How can I connect F=ma to Drag=1/2*Cd*(rho)*V^2*A?

Question

I previously posted a different question that was very vague. I have kept working on the problem, and now I have a different question. Please let me know if I should have just added it to the old one.

I am trying to find the drag that a go-kart sees using a coast-down test, in which you accelerate then allow the cart to decelerate on its own (without using the brakes.) I have data on the speed of the cart vs. the time.

For a cart that is decelerating due to drag, my data is saying that the velocity is proportional to the square of time (a parabolic curve of velocity vs. time). I have looked at the data of other people's coast-down tests (I found them online), and their velocity appears to follow the same trend that mine does.

The above would mean that the derivative of velocity, the acceleration, would be linear if plotted against time.

Given these two relationships:

$$v \propto t^2$$ $$a \propto t$$

it would follow that:

$$v \propto a^2$$

My understanding is that you can calculate drag using $F=ma$, where is the drag force $F=D$.

This would mean that $$D \propto \sqrt{v} \quad (?)$$

However, I have read that drag is proportional to $v^2$. The data that I have looked at from other people's tests also shows the relationship that drag is proportional to $v^2$, but I can't figure out how they got that relationship when their velocity curves are parabolic with respect to time.

What am I doing wrong? I can't figure out how these two equations can both be true.

I guess my main question at this point is: should the velocity vs. time plot for a decelerating vehicle have a curve fit of $$t \propto v^2$$ or $$t \propto \sqrt{v}$$?

Thank you for any input.

I've attached an image of my data to show what I'm seeing.

Answer 1

There are two parts to drag for a vehicle, aerodynamic and rolling friction.

The aerodynamic drag is the larger part above about 40mph, while that due to rolling friction is larger below 40mph.

The total drag is both combined, obviously rolling friction is there at any speed, so the curve you plot is representing both, unless, your results are below 40mph and are mostly due to rolling friction...

Drag is usually calculated as a function of several things: Drag coefficient, density, velocity squared and area.

D = Cd * rho * (V^2 / 2) * A

rho is density, Cd is drag coefficient, V is velocity and A is area.

So, as you put in your question the drag is basically proportional to the velocity squared plus some other bits.
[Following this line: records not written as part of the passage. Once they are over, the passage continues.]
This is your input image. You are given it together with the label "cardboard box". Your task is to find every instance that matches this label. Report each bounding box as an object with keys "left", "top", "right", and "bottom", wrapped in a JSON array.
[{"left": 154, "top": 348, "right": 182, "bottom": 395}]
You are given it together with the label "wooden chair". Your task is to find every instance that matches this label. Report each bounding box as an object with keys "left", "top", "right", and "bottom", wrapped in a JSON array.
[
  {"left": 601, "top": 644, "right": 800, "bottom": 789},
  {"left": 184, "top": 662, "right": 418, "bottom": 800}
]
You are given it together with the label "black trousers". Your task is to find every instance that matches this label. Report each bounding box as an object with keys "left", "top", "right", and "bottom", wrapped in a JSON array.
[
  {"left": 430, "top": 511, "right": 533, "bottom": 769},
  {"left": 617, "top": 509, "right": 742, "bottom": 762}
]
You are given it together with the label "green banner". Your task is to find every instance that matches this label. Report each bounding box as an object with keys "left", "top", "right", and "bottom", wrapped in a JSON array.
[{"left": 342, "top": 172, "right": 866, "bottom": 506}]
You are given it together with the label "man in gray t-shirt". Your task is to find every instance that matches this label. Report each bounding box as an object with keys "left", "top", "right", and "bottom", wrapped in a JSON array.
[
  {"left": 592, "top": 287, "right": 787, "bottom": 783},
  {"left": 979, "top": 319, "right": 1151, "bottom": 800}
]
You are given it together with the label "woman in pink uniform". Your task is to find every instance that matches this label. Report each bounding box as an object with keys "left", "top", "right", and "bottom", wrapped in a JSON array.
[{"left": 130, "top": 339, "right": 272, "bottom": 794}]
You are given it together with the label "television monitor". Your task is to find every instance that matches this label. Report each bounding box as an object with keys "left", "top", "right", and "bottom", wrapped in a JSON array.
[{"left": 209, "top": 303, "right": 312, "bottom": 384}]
Here is a link to the drag formula, but inclination will be relevant to an aeroplane, but not really relevant for a vehicle...

Drag formula

Another link you may find interesting is this one as it expands on those things you are looking at:

overview of drag on a vehicle

Answer 2

Assuming that drag is the only force (this is not accurate - see friction).

Then if you solve the differential equation:

$$ m \ddot{x} = -\frac{1}{2}C_d\cdot A\cdot \rho\cdot (\dot{x})^2$$

with $x(t=0)=0, \dot{x}(t=0) = v_0 [m/s]$

then the solution is :

• $x(t) = - \frac{m \log{\left(\frac{m}{v_0} \right)}}{A C_d \rho} + \frac{m \log{\left(A C_d \rho t + \frac{m}{v_0} \right)}}{A C_d \rho}$
• $\dot{x}(t) = \frac{m}{A C_d \rho t + \frac{m}{v_0}}$

you can use the following python/sympy code at repl.it to get the result, or modify it for your needs

import sympy as sp

# %% Define symbols
t = sp.symbols('t' )
x = sp.Function ('x')(t)
dx = sp.diff(x,t)
dx2 = sp.diff(x,t,2)


m ,Cd, rho, A = sp.symbols('m, C_d, rho, A')
v0 = sp.symbols('v0')
#%% Define and solve ode
eq1= sp.Eq(m*dx2, -Cd*rho*A*(dx)**2 )
res = sp.dsolve(eq1,x, ics = {x.subs(t,0):0, dx.subs(t,0):v0})
# %% print x(t)
print(res)
# %% print velocity v(t) in latex format
print(sp.latex(sp.diff((res.rhs),t)))

Answer 3

Since $v = at$, let's plug it into the equation of drag. That resulted in,

$ma = \dfrac{1}{2}C_d\rho Avat$

$m = \dfrac{1}{2}C_d\rho Avt$

Now you have two variables in a function that can be solved by calculus.